Question

In the presence of excess of anhydrous ${\text{SrC}}{{\text{I}}_2}$,the amount of water taken up is governed by ${{\mathbf{K}}_{\text{p}}} = {10^{12}}\;{\text{at}}{{\text{m}}^{ - 4}}$ for the following reaction at 273K ${\text{SrC}}{{\text{I}}_2} + 2{{\text{H}}_2}{\text{O}}({\text{s}}) + 4{{\text{H}}_2}{\text{O}}({\text{g}}) \leftrightharpoons {\text{SrC}}{{\text{l}}_2} \cdot 6{{\text{H}}_2}{\text{O}}({\text{s}})$. What is equilibrium vapour pressure (in torr) of water in a closed vessel that contains ${\text{SrC}}{{\text{l}}_2} \cdot 2{{\text{H}}_2}{\text{O}}({\text{s}})$ ?
A.0.0001 torr
B.${10^3}$torr
C.0.76 torr
D.0.55 torr

Answer 1

Hint: Strontium chloride is a strontium chloride salt. It's a common salt that forms neutral aqueous solutions. This salt, like all Sr compounds, produces a bright red flame; in particular, it is used as a source of redness in fireworks. It has chemical properties that are halfway between those of more toxic barium chloride and less toxic calcium chloride.

Complete answer:
The tendency of a substance to transition into a gaseous or vapour state is measured by vapour pressure, which rises with temperature. The boiling point of a liquid is defined as the temperature at which the vapour pressure at its surface equals the pressure exerted by its surroundings. The evaporation rate of a liquid is determined by the equilibrium vapour pressure. It has to do with particles' proclivity for escaping from liquids (or a solid).
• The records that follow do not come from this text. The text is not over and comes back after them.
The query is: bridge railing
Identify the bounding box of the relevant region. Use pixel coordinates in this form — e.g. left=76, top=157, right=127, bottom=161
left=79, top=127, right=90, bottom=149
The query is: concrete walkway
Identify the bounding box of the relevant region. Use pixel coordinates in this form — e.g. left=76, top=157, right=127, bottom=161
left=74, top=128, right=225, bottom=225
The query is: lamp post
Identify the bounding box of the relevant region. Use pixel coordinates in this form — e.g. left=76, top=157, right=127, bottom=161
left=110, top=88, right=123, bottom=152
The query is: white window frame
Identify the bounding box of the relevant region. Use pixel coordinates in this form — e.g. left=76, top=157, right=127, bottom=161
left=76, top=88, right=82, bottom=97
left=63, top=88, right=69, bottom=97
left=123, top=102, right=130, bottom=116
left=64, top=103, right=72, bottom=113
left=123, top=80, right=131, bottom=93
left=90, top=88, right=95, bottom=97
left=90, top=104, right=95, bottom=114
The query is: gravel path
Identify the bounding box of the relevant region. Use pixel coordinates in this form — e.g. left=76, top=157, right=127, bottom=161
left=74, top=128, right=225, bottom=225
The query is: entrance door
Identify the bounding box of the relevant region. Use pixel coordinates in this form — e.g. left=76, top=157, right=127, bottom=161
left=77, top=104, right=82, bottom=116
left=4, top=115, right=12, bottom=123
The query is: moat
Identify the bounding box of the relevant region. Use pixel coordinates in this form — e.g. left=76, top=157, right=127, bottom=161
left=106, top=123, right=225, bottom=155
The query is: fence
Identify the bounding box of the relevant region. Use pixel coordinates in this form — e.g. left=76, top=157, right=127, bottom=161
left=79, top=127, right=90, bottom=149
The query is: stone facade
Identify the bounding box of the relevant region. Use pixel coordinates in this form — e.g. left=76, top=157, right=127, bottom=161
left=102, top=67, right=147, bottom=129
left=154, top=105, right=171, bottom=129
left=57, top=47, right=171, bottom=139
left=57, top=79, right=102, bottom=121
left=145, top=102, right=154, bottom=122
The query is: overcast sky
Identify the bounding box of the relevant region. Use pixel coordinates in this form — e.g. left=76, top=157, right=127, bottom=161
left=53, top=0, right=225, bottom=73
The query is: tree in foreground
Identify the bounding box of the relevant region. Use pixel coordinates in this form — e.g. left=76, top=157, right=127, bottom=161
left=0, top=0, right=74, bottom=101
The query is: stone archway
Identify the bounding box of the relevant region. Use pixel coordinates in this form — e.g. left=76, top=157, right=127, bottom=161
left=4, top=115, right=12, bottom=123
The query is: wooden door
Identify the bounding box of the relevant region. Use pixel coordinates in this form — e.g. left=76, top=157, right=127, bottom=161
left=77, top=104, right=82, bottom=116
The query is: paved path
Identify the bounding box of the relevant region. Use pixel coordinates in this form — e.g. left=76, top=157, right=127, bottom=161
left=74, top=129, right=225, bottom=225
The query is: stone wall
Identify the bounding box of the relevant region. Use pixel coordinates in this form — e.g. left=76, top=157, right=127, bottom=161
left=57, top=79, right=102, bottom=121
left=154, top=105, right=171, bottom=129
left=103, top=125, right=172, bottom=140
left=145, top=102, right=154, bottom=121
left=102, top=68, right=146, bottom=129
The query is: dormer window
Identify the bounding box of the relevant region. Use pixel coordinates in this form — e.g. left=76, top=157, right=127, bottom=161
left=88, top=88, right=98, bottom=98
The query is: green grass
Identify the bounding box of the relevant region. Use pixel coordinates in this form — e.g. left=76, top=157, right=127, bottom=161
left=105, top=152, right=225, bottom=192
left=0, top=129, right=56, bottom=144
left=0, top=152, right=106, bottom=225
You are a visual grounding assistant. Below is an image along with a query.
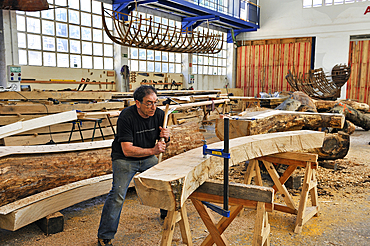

Volatile refers to a material that has a high vapour pressure at room temperature.
As the temperature of a liquid rises, so does the kinetic energy of the molecules. The number of molecules transitioning into a vapour grows as the kinetic energy of the molecules increases, raising the vapour pressure. According to the Clausius–Clapeyron relationship, the vapour pressure of any material rises non-linearly with temperature. The temperature at which the vapour pressure matches the ambient air pressure is defined as the atmospheric pressure boiling point of a liquid (also known as the natural boiling point).
${\text{SrC}}{{\text{I}}_2} + 2{{\text{H}}_2}{\text{O}}({\text{s}}) + 4{{\text{H}}_2}{\text{O}}({\text{g}}) \leftrightharpoons {\text{SrC}}{{\text{l}}_2} \cdot 6{{\text{H}}_2}{\text{O}}({\text{s}})$
Number of ${H_2}O$ added in excess is 4
Hence, using Equilibrium vapour pressure formula we get
${K_p} = \dfrac{1}{{P_{{H_2}O(g)}^4}}$
${P_{{H_2}O(g)}} = {\left( {\dfrac{1}{{{K_p}}}} \right)^{1/4}}$
${\left( {{{10}^{ - 17}}} \right)^{1/4}} = {10^{ - 3}}{\text{ atm}}{\text{. }}$
Substituting the given values we get
${K_p} = {10^{ - 3}} \times 760 = 0.76{\text{ torr }}$

Note:
Bubbles forming at a lower level of the liquid necessitates a higher temperature due to the higher fluid pressure, which rises above ambient pressure as depth rises. The higher temperature needed to start bubble forming is more necessary at shallow depths. The bubble wall's surface tension causes an overpressure in the very thin, initial bubbles.